EUR/USD a légèrement progressé lundi après avoir rebondi sur des plus bas de 13 mois autour de 1,1320, mais la paire n’est pas parvenue à maintenir une cassure au-dessus de 1,1400. L’appétit pour le risque est resté fragile, l’incertitude persistant autour du cessez-le-feu entre les États-Unis et l’Iran et du statut du détroit d’Ormuz, après que l’Iran a fait état de discussions avec Oman et que l’US Navy a relevé le niveau de menace dans la voie maritime à « significativement élevé ». L’attention s’est également portée sur les catalyseurs de banques centrales et de données, dont un discours de la présidente de la BCE, Christine Lagarde, à Sintra (Portugal), ainsi que les prochaines publications américaines d’inflation et d’emploi susceptibles d’influer sur les anticipations de politique de la Réserve fédérale.
Sur le plan technique, la paire est décrite comme engagée dans un rebond correctif, tandis que la tendance baissière de fond demeure. Le RSI (14) est remonté vers le milieu des 50 et le MACD est repassé en territoire positif. Les cours restent plafonnés sous l’ancien support autour de 1,1430, ce qui maintient en ligne de mire des résistances vers 1,1500, puis dans la zone 1,1620–1,1660. À la baisse, un premier support est identifié à 1,1320, et une rechute plus marquée pourrait rouvrir l’accès au point bas de fin mai 2025 à 0,1210.
Tendance baissière persistante dans un contexte d’incertitude géopolitique et économique
Au regard de la date du 29 juin 2026, nous considérons le rebond récent de l’EUR/USD comme un mouvement correctif au sein d’une tendance baissière plus large, et non comme un retournement. L’incertitude géopolitique dans le détroit d’Ormuz crée un environnement « risk-off » qui tend généralement à soutenir le dollar américain. Nous nous positionnons donc en vue d’un possible regain de faiblesse de l’euro au cours des prochaines semaines.
Nous observons que la volatilité implicite à un mois sur l’EUR/USD est montée à 6,8% sur la dernière semaine, reflétant la nervosité du marché à la fois face à la fragilité du cessez-le-feu et à l’imminence de statistiques américaines clés. Historiquement, des épisodes comparables de stress géopolitique, comme les tensions de 2019, ont provoqué des pics de volatilité et un mouvement de fuite vers la sécurité du dollar. Dans ce contexte, les stratégies sur options apparaissent particulièrement pertinentes pour gérer le risque.
Stratégies d’options pour jouer une faiblesse de l’EUR/USD
Dans cette optique, nous envisageons l’achat d’options de vente (puts) avec un prix d’exercice sous le support de 1,1320, en visant un mouvement vers les plus bas de fin mai 2025 autour de 1,1210. Cette approche offre un risque défini sur une position qui profite d’un repli du taux de change EUR/USD. Les prochaines statistiques américaines sur l’emploi constitueront un catalyseur déterminant.

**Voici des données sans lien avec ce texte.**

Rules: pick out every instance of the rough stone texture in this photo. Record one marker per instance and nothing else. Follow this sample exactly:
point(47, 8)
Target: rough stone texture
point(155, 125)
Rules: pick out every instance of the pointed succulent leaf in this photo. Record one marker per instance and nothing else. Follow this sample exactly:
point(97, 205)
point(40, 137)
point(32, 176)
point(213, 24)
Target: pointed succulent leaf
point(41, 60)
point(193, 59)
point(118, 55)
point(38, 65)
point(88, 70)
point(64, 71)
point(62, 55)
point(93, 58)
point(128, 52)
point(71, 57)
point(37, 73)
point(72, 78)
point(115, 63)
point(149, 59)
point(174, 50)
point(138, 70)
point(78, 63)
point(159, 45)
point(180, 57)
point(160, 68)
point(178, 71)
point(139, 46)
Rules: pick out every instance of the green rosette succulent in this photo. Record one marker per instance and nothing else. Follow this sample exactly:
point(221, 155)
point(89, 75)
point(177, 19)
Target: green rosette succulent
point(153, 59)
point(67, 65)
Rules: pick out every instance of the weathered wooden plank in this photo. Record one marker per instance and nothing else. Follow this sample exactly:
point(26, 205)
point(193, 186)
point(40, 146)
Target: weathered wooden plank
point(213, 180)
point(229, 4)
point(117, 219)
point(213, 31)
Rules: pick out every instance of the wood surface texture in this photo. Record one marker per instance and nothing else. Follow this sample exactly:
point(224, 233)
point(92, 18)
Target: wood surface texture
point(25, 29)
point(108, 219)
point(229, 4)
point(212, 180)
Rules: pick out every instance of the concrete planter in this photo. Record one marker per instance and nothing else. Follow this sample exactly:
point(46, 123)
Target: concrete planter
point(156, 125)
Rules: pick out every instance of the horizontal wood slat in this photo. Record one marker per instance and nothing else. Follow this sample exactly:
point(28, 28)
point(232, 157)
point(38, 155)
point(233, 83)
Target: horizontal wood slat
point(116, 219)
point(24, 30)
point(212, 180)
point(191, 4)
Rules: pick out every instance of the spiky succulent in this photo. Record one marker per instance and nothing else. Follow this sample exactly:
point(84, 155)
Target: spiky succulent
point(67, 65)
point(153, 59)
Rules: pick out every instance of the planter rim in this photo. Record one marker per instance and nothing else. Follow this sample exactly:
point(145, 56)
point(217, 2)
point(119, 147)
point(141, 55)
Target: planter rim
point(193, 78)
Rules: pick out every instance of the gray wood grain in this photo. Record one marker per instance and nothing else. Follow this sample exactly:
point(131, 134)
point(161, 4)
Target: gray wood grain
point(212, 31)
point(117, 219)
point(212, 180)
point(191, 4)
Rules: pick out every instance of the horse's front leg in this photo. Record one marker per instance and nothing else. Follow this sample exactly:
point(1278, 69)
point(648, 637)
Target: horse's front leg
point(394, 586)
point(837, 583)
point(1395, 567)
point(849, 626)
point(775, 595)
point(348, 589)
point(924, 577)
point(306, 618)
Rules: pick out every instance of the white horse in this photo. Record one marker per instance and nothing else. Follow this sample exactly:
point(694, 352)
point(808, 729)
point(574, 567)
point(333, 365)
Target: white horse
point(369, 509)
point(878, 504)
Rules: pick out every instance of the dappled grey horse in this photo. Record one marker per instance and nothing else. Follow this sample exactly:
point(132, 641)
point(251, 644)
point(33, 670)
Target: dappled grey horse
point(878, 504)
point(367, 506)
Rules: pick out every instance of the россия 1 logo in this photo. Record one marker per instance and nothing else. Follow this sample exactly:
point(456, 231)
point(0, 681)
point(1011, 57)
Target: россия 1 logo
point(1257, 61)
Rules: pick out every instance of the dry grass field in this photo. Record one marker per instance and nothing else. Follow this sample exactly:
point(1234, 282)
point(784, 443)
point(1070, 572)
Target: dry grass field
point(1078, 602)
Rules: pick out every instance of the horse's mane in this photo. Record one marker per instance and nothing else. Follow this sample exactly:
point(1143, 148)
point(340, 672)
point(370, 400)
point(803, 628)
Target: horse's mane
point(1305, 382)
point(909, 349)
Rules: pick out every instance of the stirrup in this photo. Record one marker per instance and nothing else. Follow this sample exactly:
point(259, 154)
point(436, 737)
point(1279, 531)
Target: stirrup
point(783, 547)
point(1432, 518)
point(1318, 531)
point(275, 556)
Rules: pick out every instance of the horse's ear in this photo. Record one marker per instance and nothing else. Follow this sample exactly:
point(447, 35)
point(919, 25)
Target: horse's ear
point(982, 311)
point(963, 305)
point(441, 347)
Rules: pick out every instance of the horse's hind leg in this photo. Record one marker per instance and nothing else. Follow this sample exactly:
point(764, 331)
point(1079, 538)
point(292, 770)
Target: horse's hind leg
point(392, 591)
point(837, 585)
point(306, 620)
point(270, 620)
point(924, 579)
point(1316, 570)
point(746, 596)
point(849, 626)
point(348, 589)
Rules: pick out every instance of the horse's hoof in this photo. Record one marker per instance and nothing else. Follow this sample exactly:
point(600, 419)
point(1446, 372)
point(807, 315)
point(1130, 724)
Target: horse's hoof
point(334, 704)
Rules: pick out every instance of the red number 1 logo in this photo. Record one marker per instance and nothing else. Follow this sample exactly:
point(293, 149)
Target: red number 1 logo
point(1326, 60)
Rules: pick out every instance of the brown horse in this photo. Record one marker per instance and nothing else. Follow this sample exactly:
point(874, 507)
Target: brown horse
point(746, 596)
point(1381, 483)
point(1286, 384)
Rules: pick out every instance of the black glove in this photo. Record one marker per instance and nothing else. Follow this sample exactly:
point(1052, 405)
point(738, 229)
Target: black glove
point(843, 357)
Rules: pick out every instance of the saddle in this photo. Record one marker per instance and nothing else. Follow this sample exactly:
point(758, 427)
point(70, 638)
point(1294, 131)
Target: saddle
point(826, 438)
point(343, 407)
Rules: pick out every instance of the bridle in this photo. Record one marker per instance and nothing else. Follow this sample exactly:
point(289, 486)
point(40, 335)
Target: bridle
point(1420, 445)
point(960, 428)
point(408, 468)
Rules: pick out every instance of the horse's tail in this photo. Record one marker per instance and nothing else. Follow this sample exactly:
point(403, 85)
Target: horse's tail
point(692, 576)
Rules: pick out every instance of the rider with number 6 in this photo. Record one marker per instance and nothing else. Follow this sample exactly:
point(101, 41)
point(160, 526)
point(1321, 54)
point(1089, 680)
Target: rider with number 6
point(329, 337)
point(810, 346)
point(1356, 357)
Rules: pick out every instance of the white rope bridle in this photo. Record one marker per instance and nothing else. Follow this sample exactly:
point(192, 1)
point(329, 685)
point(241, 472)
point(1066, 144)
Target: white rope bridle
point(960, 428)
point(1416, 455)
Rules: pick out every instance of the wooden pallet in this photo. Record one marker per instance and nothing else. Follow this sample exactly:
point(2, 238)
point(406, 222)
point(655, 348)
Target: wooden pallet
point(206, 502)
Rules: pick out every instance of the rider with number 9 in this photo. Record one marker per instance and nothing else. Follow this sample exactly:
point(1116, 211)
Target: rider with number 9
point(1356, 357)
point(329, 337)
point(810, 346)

Pour les traders moins convaincus d’une baisse marquée, un spread baissier de calls (bear call spread) peut être une stratégie efficace afin d’encaisser une prime. Nous envisagerions de vendre une option d’achat (call) avec un prix d’exercice proche de la résistance à 1,1500, tout en achetant un call moins cher à un strike supérieur afin de plafonner le risque. Cette position profite d’une paire qui reste sous 1,1500, ce qui concorde avec les données américaines récentes montrant que les créations d’emplois non agricoles (NFP) ont régulièrement dépassé les attentes au cours des trois derniers trimestres, signe d’une vigueur économique qui plaide en faveur de la Fed.